Stando alla sua versione, Ufuk voleva solo scappare dal suo Paese e chiedere asilo politico in Europa: “Io dovevo scappare dalla Turchia per motivi politici. Ero stato arrestato perché considerato di fare parte del movimento che aveva condotto il tentato golpe del 2016. Nel 2019 sono stato in carcere per otto mesi perché criticavo Erdogan e le sue politiche. Quando sono uscito per due anni ho dovuto presentarmi alla polizia ed ho tutt’ora il divieto di uscire dalla Turchia. Per chi è considerato golpista non è facile vivere lì”.
“Siamo discriminati dalle autorità e non riusciamo a trovare lavoro – sono state sempre le sue parole davanti al giudice – Per questo ho deciso di partire, ma non avevo i soldi necessari e così ho accettato di fare il meccanico della barca che doveva arrivare sulla costa italiana e tornare. Mi ha fatto conoscere gli organizzatori del viaggio un mio amico, che era il comandante della barca e che è morto nel naufragio. La barca la conduceva lui che aveva già fatto altri viaggi. Io stavo vicino al mio amico Gulem Byram, ma non ho mai guidato. Quella notte ho sentito che l’imbarcazione aveva toccato qualcosa ed ho visto Byram che cercava di virare: ha dato gas ma il motore si è spento. Io ho avuto paura e mi sono tuffato perché la barca era inclinata. Ho nuotato mezz’ora e sono arrivato sulla spiaggia, Byram non ha abbandonato la barca. C’era caos, gente che gridava. Prima dell’incidente le altre persone a bordo hanno più volte chiamato i numeri di emergenza”.
Nel corso della sua arringa, il difensore di Ufuk, l’avvocato Salvatore Falcone, ha puntato il dito contro i mancati soccorsi e contro la politica che, adesso, si accorge del danno di immagine: “Ritengo – ha affermato il legale – che la morte di quelle persone non sia a causa di una manovra sbagliata o del naufragio perché, se in quel momento ci fosse stata una qualsiasi unità di soccorso, non ci sarebbero stati tutti questi morti. La costituzione di parte civile da parte del governo è fuori luogo perché credo che proprio chi doveva intervenire per l’obbligo morale avrebbe dovuto evitare di chiedere danni per quell’immagine che esso stesso ha leso.
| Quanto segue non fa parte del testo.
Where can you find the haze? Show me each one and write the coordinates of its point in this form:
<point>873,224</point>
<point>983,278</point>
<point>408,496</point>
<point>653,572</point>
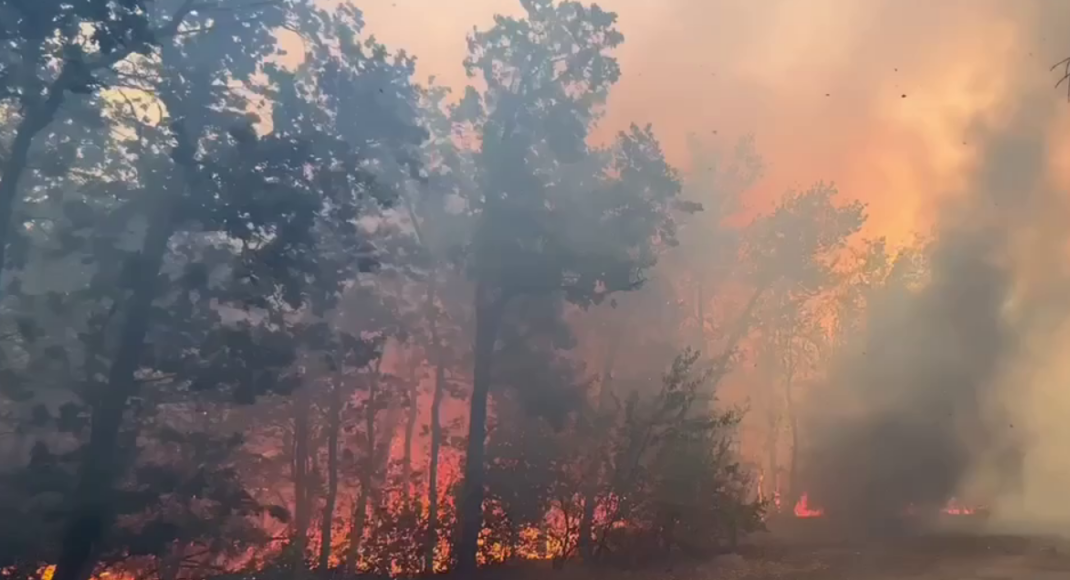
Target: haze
<point>449,287</point>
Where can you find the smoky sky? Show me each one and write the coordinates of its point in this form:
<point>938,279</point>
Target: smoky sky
<point>876,95</point>
<point>943,118</point>
<point>932,377</point>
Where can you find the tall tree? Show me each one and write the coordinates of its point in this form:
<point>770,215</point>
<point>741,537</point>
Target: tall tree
<point>554,217</point>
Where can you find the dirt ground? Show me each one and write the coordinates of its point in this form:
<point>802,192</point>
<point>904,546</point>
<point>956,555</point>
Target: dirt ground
<point>805,551</point>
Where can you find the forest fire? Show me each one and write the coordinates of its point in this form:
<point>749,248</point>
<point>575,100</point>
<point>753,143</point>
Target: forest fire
<point>263,317</point>
<point>953,507</point>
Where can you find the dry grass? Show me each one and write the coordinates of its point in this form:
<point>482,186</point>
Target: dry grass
<point>928,558</point>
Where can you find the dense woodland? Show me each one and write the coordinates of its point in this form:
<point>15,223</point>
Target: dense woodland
<point>271,302</point>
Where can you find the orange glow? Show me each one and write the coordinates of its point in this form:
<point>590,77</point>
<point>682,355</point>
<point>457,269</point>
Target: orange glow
<point>803,508</point>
Ufuk è un capro espiatorio di chi doveva intervenire”.
L’avvocato Falcone ha chiesto di integrare agli atti il documento del novembre scorso con cui Frontex ha ricostruito l’incidente, sostenendo che i due funzionari italiani presenti nella sede dell’agenzia non avevano considerato la segnalazione dell’imbarcazione. Secondo il legale, inoltre, Ufuk “non ha dato alcun apporto al naufragio ed i testimoni dicono tutti che Ufuk non ha mai guidato la barca”. Per questo motivo l’avvocato Falcone aveva chiesto l’assoluzione del turco dall’accusa di naufragio colposo e morte come conseguenza di altro reato. E ancora: per il difensore non si sarebbe potuto configurare nemmeno il delitto di favoreggiamento all’immigrazione clandestina contestato a Gun Ufuk perché “le persone a bordo del caicco naufragato arrivavano da Paesi dove ci sono dei regimi come l’Iran e l’Afganistan. Esisteva un’alternativa concreta messa in atto da comunità internazionale o dal governo per scappare in modo legale da quelle situazioni? No, perché non ci sono corridoi umanitari, né è possibile beneficiare di un visto presso le ambasciate europee. Unico modo è scappare. Sarebbe troppo comodo liberare la responsabilità di chi avrebbe la possibilità di intervenire su questo aspetto sacrificando Ufuk come capro espiatorio”.